Now, a senior in college, I am able to run/jog/walk 3 miles up hills, across bridges, through the forest, in the snow, with the wind against me. I trained on the treadmill for 3 full weeks (every day) before accomplishing the feat of getting my ass outdoors. Outdoors is where I begin to get nervous. My feet sweat, I can't breathe as well. It was a problem. I started with about 1.75 miles around my neighborhood, until my good friend (runner friend!) took me through a path of hers, with which I had falled in love for a total of 3 miles.

My goal now is to run a 5K in Pittsburgh by the time I graduate. The Pittsburgh Pirates have one on April 13, which I am planning on participating in! I literally would've never guessed back in high school I would be running in any sort of event. It may be 3.2 miles, and I am sure I can accomplish that, my goals until that are to just be able to jog it the entire time without stopping. That has proven to be the hardest for me. I love interval training, so I am very much used to walk/runs/sprints. But, if I got this far after completing my fourth week, I trust myself to be able to reach my goal by graduation.

Added to Senior Year Bucket List: Run a 5K. Signed up & ready to go.
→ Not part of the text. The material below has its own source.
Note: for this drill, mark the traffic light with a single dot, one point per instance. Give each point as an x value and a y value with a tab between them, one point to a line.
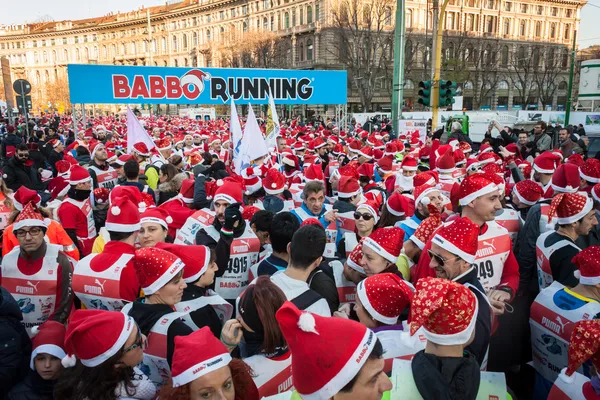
447	93
425	93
Thursday, January 10, 2013

Late night thanking

As I continue to gather more ideas for my #senioryearbucketlist and post, I'm going to interject with a little late night thanking.
I'm going to start them with a bunch of cliches, be prepared:
- It is true what they say, it's not about what you know, but WHO you know. It's incredible how networking can change your path in life.
- It's all about being at the right place, at the right time. Seriously, without a little *luck*, I wouldn't be where I am and as content as I am, to know who I know and to do what I do.
- It's no joke the quality over quantity is a big deal. Here is a phenomenal example: I have an important tweet to share with the world, but I may not have relatively many followers, but WHO and the TYPE of followers I have are very influential people! [S/O to my RT followers, I appreciate your influence]
- You better believe it, but hard work ~definitely~ beats talent when talent doesn't perform. You absolutely cannot just fly by. Life can be incredibly fair in a sense of karma if you expect things to be dropped in front of you.

Lastly, I am incredibly thankful and acknowledge that to have all of the opportunities I am given is very special indeed. It's a combination of the aforementioned cliches & their themes and without each, I wouldn't be as lucky, special, happy, & content with my life. As a senior in college, I couldn't ask for better friends, coworkers, boss, supporters, jobs, internship, & student groups.

Peace - Love - Happiness

*picture for inspiration!*

Thursday, December 20, 2012

Rule #3

So this came to me after my little brother who isn't so little yelled at me for "spazzing" out. I really think it's my personality that he hasn't realized in his 20 years of being my younger brother, but I guess I need to tone it down. I would also like to attribute this quality of mine to my mother - number 1 to freak out over the littlest things. Don't we all though? We are pretty quick to raise our voice and get frazzled. (I could argue, his cutting me off before I finished my sentence is what threw me off the deep end, but I won't. And my mom calling me a million times to be his messenger and forgetting to tell me a million things thereby calling me every goddamn 2 minutes. But I won't...above it.)

Rule #3. Keep calm. [Nothing's as big of a deal as it seems.]

Sit on it. It'll make the holiday season that much easier to handle when you're stuck with family members who bring out the worst in you. I mean that in the most loving way. I'm sure you know what I mean.